Google has issued an update to its Chrome browser that lets you use everyday language like “how do I get there?” to interact with its search — and lets the browser respond vocally as well. It’s still an early form of what the search giant demonstrated on stage at Google I/O, but it’s an indicator of features to come.
The live demonstration last week had Google’s Johanna Wright planning an afternoon in Santa Cruz, asking about places to eat, things to see, and how long it would take to drive between them. And the catch was that not only was she only using voice, but she was using words like “there” and “it” instead of, for example, the name of the restaurant.

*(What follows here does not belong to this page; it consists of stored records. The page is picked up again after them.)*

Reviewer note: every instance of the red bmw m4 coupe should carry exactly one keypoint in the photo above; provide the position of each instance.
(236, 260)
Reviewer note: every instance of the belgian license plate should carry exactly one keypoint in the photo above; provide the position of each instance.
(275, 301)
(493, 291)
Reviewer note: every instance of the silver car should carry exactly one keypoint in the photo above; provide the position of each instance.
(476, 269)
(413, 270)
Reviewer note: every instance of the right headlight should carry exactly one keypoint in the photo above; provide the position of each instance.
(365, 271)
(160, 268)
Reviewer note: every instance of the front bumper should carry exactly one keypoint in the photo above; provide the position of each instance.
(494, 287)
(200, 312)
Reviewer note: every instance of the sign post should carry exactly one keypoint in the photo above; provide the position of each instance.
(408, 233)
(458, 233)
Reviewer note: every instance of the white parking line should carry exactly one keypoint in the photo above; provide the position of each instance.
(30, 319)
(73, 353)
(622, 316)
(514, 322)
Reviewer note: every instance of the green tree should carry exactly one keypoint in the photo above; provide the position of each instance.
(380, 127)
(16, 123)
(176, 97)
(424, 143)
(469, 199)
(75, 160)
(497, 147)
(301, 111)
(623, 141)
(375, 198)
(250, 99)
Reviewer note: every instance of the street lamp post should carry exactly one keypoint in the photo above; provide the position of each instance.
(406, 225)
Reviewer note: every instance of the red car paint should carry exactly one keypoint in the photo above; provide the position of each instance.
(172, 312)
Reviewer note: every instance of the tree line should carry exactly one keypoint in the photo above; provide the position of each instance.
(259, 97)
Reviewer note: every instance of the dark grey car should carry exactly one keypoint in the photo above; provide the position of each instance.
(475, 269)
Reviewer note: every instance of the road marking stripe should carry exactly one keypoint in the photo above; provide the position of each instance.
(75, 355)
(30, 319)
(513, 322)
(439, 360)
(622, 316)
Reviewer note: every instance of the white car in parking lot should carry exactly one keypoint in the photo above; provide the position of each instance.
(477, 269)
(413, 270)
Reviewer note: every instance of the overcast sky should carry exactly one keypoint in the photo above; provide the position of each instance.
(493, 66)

That’s surprisingly difficult: Google has to “keep in mind” that the place you’re talking about is the place you asked about earlier, and that words like “here” or “me” mean your actual current location. If you ask about a restaurant, and then follow up with “how far away is it?” Google has to infer the meaning of “it,” and to what location the distance should be calculated. Easy for humans, but not for search engines.
It’s still pretty rough — in our tests, it confused “where,” “what,” and “when” frequently, and often failed to include the object of the previous search in new ones. For instance, a spoken search easily found a nearby national park, but no query (“How do I get there?” “How far is it?” “Show me directions”) would yield useful map data.
The voice responses could be handy for quick questions like “when was Julius Caesar born?” to which Google can respond quickly and verbally — but for more complex queries and follow-ups, it might make sense to reach for the keyboard, or just click one of the links provided.
Not included in the update was the “hotwording” ability also shown at I/O that allows the voice-based search to launch without a click when the user says “OK Google.”
Conversational search should be live in the Chrome desktop browser now, and should be coming soon in some form to both Android and iOS for mobile.